Venice + Veneto in 5 Days on a Budget (With Costs)
Five days: Padua, Verona, Vicenza, and now the lake
Five days keeps the 4-day plan’s Padua, Verona and Vicenza days and adds Lake Garda, the furthest of the easy train trips at roughly 1 hour 15 minutes to 1 hour 30 minutes via a change at Verona. Same spine, one more day, nesting into the 6-day and 7-day plans if you have more time still.
Book these before you go
- Book the Scrovegni Chapel timed slot first; there are no same-day daytime bookings.
- Book a Verona day trip if you’d rather not plan the trains yourself.
- Check hotel rates in Venice or Padua before locking in five nights of lodging.
| Day | Focus | Distance/train time | Cost |
|---|---|---|---|
| Day 1 | Land, settle in Venice or Padua | - | Room rate varies |
| Day 2 | Padua: Scrovegni Chapel + old town | 25-30 min / EUR 2-9 | Chapel ticket ~EUR 15-16 |
| Day 3 | Verona: Arena + Piazza Erbe | ~54-60 min / EUR 4-12 | Arena ticket ~EUR 12 |
| Day 4 | Vicenza: Teatro Olimpico + Villa Rotonda | 45-50 min / EUR 5-8 | Mostly free walking |
| Day 5 | Lake Garda: Peschiera or Sirmione | ~75-90 min / EUR 10-15 | Free lakefront; lunch on you |
Day 1: land, settle in, keep it cheap
Get to your room, spend the evening on what’s free, and get an early night ahead of tomorrow’s timed Scrovegni slot. Basing in Padua or Mestre keeps costs down without adding real time to any of the five day trips.
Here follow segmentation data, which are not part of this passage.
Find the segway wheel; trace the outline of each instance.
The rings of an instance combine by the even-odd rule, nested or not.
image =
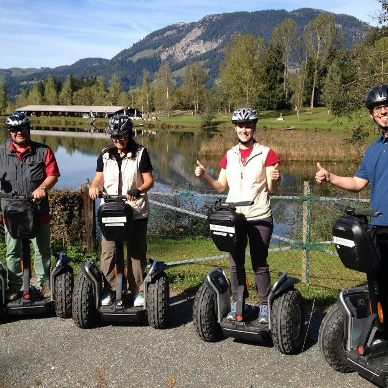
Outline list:
[[[204,283],[199,288],[193,306],[193,324],[198,335],[206,342],[222,339],[222,330],[216,317],[214,294]]]
[[[304,339],[304,329],[303,298],[298,290],[289,290],[274,300],[271,309],[274,346],[284,354],[299,353]]]
[[[325,315],[319,327],[318,343],[324,358],[334,369],[348,373],[354,371],[346,361],[344,348],[345,317],[336,305]]]
[[[155,329],[167,327],[169,306],[168,277],[162,271],[152,279],[147,289],[147,317],[150,326]]]
[[[71,299],[74,285],[73,268],[70,265],[66,265],[55,277],[54,283],[55,313],[59,318],[71,317]]]
[[[79,327],[89,329],[95,326],[98,312],[95,298],[92,282],[81,273],[74,284],[71,303],[73,320]]]

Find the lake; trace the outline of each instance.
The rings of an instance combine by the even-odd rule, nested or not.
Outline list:
[[[148,150],[154,168],[156,188],[173,186],[183,189],[189,183],[194,190],[208,191],[207,184],[199,180],[194,173],[197,159],[213,177],[217,177],[219,172],[219,157],[204,159],[198,156],[201,144],[206,140],[208,135],[166,130],[137,130],[135,132],[137,142]],[[8,136],[8,131],[3,126],[0,128],[0,142],[4,144]],[[109,137],[102,132],[92,133],[71,129],[33,130],[31,137],[33,140],[47,144],[54,152],[61,173],[55,188],[74,189],[78,189],[79,185],[87,180],[93,179],[97,158],[101,150],[111,142]],[[303,182],[307,180],[313,186],[314,195],[327,195],[327,189],[325,191],[318,187],[315,183],[315,162],[281,163],[278,193],[300,194],[303,191]],[[350,173],[350,169],[355,172],[358,168],[349,163],[326,163],[324,166],[339,175]]]

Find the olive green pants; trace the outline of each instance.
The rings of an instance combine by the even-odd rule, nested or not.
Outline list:
[[[23,284],[22,272],[22,243],[20,240],[13,239],[5,225],[7,244],[7,266],[8,268],[8,287],[20,288]],[[31,240],[35,253],[34,269],[38,278],[38,286],[50,284],[50,270],[51,262],[50,251],[50,224],[39,226],[36,237]]]

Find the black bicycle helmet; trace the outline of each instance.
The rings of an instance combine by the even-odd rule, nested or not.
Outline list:
[[[110,136],[125,136],[132,134],[133,126],[129,116],[120,113],[112,117],[108,123],[108,134]]]
[[[15,112],[7,118],[5,125],[9,130],[25,130],[29,128],[31,122],[27,116],[19,112]]]
[[[251,108],[239,108],[233,112],[232,116],[232,122],[234,124],[249,121],[253,121],[256,124],[258,120],[256,111]]]
[[[364,104],[370,111],[373,106],[379,102],[388,101],[388,85],[374,86],[366,94]]]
Day 2: Padua on the Scrovegni Chapel’s clock
Book the strict 15-20 minute timed slot ahead: full price about EUR 15 plus a EUR 1 presale fee, reduced around EUR 6 plus EUR 1. Prato della Valle and the Palazzo della Ragione are free to walk past, and the train back runs as little as EUR 2-9.
Day 3: Verona, the Arena over the balcony
About an hour out, fares from roughly EUR 4 to EUR 12. The Arena’s daytime ticket runs about EUR 12, details at arena.it ; skip Casa di Giulietta and spend that time on Piazza delle Erbe instead.
Day 4: Vicenza, the cheapest full day on this list
45 to 50 minutes out for roughly EUR 5-8, on the same line as Padua and Verona. Walking Corso Palladio is free; the Teatro Olimpico charges a modest fee, and Villa Rotonda keeps limited hours, commonly Friday through Sunday, April to October, so check villalarotonda.it first.
Day 5: Lake Garda, the furthest easy trip
Lake Garda runs roughly 1 hour 15 minutes to 1 hour 30 minutes by train, typically with a change at Verona, landing at Peschiera del Garda or Desenzano del Garda before local transport carries you on to Sirmione or another lakeside town. By car it’s a similar 1.5 to 2 hours. Walking the lakefront and old towns costs nothing beyond lunch and a gelato; the train fare itself runs roughly EUR 10-15 round trip depending on route and booking window.
Why does Lake Garda come after Verona instead of before it?
The train route runs through Verona’s station either way, so doing Verona first means you already know the connection when you tackle the longer Garda trip. It also spaces the two furthest day trips apart, rather than stacking your two longest travel days back to back.
Is Lake Garda worth the extra travel time versus the other four trips?
Yes, if lake towns and mountain backdrops appeal to you beyond amphitheaters and frescoes; it’s the one stop on this itinerary that looks nothing like the others. If your five days are tight on energy, though, it’s the easiest day to cut, since Padua, Verona and Vicenza already deliver more history per euro and per minute of travel.
Book the Scrovegni slot the moment your five dates are fixed; the Verona, Vicenza and Garda train legs can all wait until the week you travel.